Capitalised Interest Loans

In the dynamic realm of development finance, capitalised interest loans serve as a strategic option for lenders and developers alike, offering flexibility to the client and risk mitigation for the lender. Let’s delve into the core features of capitalised interest loans and understand why it is the preferred repayment type in the world of development finance.

Understanding Capitalised Interest Loans

Capitalised Interest

Monthly Interest, Capitalised: Capitalised interest loans break away from the traditional repayment model. Instead of developers managing monthly interest expenses, the interest is ‘capitalised’ onto the principal amount each month. The entire repayment, covering both principal and accumulated interest, happens when the loan matures.

Assessment of exit strategy: When a capitalised interest repayment structure is adopted, the lender relies on the client’s ability to “exit” or repay the loan in full upon maturity to earn their interest (and recover the principal sum). In this sense, development funders place a greater emphasis on “exit strategy” as opposed to “cash flow” when a cap interest structure is adopted. In most instances, this will be the eventual sale of the properties upon the projects completion. However it could also be by way of refinance to another lender. Understanding the dynamics of loan repayment structures is essential for both lenders and developers. Explore the nuances of ‘loan repayment’ in our detailed article on the subject.

Risk Mitigation: A loan facility is comprised of a principal sum, and capitalised interest provision. If a capitalised interest repayment structure is being used:

  • The lender retains the capitalised interest within their facility. Doing so means that the lender knows what their total exposure (LVR) will be upon maturity of the loan.

  • A loan facility is made up of multiple components. Assuming that the Facility Limit of a loan is fixed, allowing for capitalised interest within the loan facility will reduce the principal sum available to the client.

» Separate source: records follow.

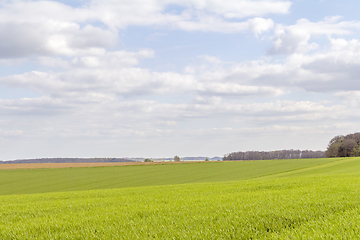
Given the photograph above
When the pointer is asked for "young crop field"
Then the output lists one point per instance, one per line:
(285, 199)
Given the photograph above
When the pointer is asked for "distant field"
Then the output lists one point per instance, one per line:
(285, 199)
(22, 181)
(73, 165)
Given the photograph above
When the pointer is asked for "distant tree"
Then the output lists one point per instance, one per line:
(344, 146)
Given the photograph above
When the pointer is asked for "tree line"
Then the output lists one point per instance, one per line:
(279, 154)
(344, 146)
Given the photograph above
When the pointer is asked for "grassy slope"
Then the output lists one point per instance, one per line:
(311, 201)
(73, 179)
(325, 207)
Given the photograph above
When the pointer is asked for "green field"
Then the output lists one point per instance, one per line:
(278, 199)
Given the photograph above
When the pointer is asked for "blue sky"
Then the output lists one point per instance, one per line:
(158, 78)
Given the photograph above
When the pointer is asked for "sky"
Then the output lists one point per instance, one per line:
(159, 78)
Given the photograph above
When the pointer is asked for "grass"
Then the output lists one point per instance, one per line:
(27, 181)
(312, 200)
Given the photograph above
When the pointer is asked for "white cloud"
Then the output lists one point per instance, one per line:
(51, 28)
(295, 38)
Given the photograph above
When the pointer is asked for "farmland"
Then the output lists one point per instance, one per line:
(297, 199)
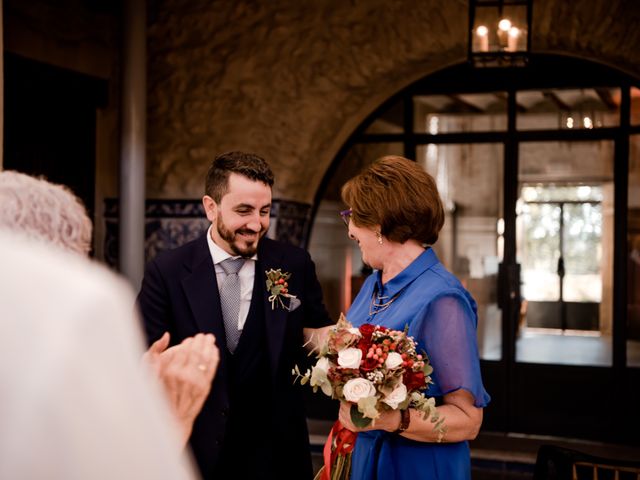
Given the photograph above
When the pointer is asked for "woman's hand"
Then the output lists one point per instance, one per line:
(388, 421)
(186, 372)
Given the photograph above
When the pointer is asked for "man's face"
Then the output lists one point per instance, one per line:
(242, 216)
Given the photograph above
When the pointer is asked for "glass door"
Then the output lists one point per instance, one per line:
(564, 245)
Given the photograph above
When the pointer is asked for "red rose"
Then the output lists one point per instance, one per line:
(366, 329)
(369, 364)
(413, 380)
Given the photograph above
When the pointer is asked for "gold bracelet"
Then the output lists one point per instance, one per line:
(405, 418)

The Dynamics of Development Loans in New Zealand

Cost-to-Complete Basis: In New Zealand, property developments are predominantly funded on a cost-to-complete basis. This means that the lenders structure loans to ensure that they always have sufficient funds in their loan facility to complete the project. As a project progresses, the property value is enhanced and the “cost to complete” the project decreases. This creates a surplus within the loan facility, allowing lenders to release funds to the client, recognising the value contributed to the site.

Capitalised Interest as a Project Cost: Finance costs, an integral part of any project budget; thus “interest” needs to be retained by the lender within their loan facility. Strict adoption of funding on a cost-to-complete basis will see most lenders insist on interest being capitalised for property developments. Lenders will forecast what they expect the likely interest cost will be for the term of the loan and include a provision within the loan facility.

Loan term and final LVR position: Lenders providing a capitalised interest loan do so for a specific term and based on a forecast facility limit. When the end of the term is reached, the loan will reach the facility limit. If a loan extension is required, further capitalised interest (and fees) will need to be provided. This means that the facility limit will need to increase. However, doing so will increase the LVR. If the lender is unwilling to take on further risk, the borrower will need to pre-pay interest and fees for the extended term. This is one of the reasons why lenders pay very careful attention to the development program when setting up the loan facility and during the construction phase. Potential delays can ultimately increase finance costs and increase the LVR for the loan.

Tailored Solutions for Property Developers

Development Income: Property developers, often without traditional income streams, rely on project completion and sale. Capitalised interest loans align with this income structure, allowing developers to defer interest payments until the project is sold, simplifying their financial commitments, and alleviating the financial burdens during critical construction and development phases.

Minimising Capitalised Interest Expense: Unlike lender fees, which apply to the facility limit, interest is only charged on the drawn balance of the loan. To reduce interest expenses, consider minimising the initial cash advance. This may involve paying off existing mortgages or restructuring debt away from the development asset, ensuring an unencumbered property before setting up the loan. However, it’s essential to acknowledge the trade-off – reducing debt may cut costs but could impact the return on equity for the project. 

Capitalised Interest Loans: A Win-Win for Property Developers and Lenders

In the diverse landscape of development finance, capitalised interest loans emerge as the preferred repayment method for lenders and property developers. These development loans empower developers to prioritize cash flows toward projects while concurrently serving as an effective risk management tool for lenders.